From the Burrow

TaleSpire Dev Log 199

2020-07-09 01:20:28 +0000

It’s the summer holidays over here, so we’ll see a little less of Ree this week as he takes some well-earned breaks. However, you still have to put up with me :)

Today I’ve been looking at writing the batching for the rendering as we move away from Unity’s GameObjects. It’s slow going, but I should have something running before the weekend. This version won’t have GPU-culling, but it will let me progress on the rest of the systems that need rewriting. Once this is working, Ree and I can work out the bare essentials we need for the animation system the tiles will use.
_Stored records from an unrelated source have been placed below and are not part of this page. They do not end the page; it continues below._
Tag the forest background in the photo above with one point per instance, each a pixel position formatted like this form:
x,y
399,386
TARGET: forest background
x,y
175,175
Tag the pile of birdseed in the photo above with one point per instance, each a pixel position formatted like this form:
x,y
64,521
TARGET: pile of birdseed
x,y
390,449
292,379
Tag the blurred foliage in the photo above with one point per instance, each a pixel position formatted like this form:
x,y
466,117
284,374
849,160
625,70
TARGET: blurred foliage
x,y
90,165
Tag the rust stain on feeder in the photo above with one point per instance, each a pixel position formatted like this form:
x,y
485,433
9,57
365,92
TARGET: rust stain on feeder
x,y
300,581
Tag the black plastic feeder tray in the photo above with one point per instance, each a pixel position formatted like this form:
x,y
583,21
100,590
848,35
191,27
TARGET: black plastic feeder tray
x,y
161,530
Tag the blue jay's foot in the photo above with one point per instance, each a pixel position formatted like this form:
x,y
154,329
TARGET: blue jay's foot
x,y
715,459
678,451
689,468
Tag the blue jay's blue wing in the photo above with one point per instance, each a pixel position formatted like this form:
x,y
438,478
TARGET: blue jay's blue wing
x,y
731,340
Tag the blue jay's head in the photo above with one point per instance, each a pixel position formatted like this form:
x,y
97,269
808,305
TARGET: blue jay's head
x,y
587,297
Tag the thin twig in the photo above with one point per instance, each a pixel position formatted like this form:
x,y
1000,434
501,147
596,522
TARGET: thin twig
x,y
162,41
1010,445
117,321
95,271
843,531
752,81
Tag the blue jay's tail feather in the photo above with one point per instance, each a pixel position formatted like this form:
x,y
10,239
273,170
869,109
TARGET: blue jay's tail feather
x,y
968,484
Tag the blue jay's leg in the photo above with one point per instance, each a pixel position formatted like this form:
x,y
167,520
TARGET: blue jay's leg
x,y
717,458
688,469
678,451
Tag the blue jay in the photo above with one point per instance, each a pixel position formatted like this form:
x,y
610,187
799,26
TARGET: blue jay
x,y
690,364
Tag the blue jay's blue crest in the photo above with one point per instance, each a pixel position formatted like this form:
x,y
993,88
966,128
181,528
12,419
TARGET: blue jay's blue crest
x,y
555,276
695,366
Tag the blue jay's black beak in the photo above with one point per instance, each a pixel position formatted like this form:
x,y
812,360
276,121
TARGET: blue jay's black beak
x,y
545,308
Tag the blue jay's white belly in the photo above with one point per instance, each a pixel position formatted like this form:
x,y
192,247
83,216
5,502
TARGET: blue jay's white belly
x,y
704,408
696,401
I also had another brief look into Unity’s new physics engine, and I’m reasonably confident we’ll be able to drive that efficiently. More on that another time.

Back tomorrow with more very incremental news :)


TaleSpire Dev Log 198

2020-07-07 23:40:29 +0000

Just signing off for the night, so not gonna write much.

I got the server patch tested and deployed. It will have no effect on the current TaleSpire release, but the next patch will start using it.

Right. Sleep is in order. Bye!

TaleSpire Dev Log 197

2020-07-07 02:43:56 +0000

Hey folks, I hope your week has started well.

Ree has been busy taking care of business and working on rulers, and I’ve turned my attention to the backend.

I really want to get TS streaming zones rather than downloading the whole board, but before I do that, I want to look into any issues in the current system.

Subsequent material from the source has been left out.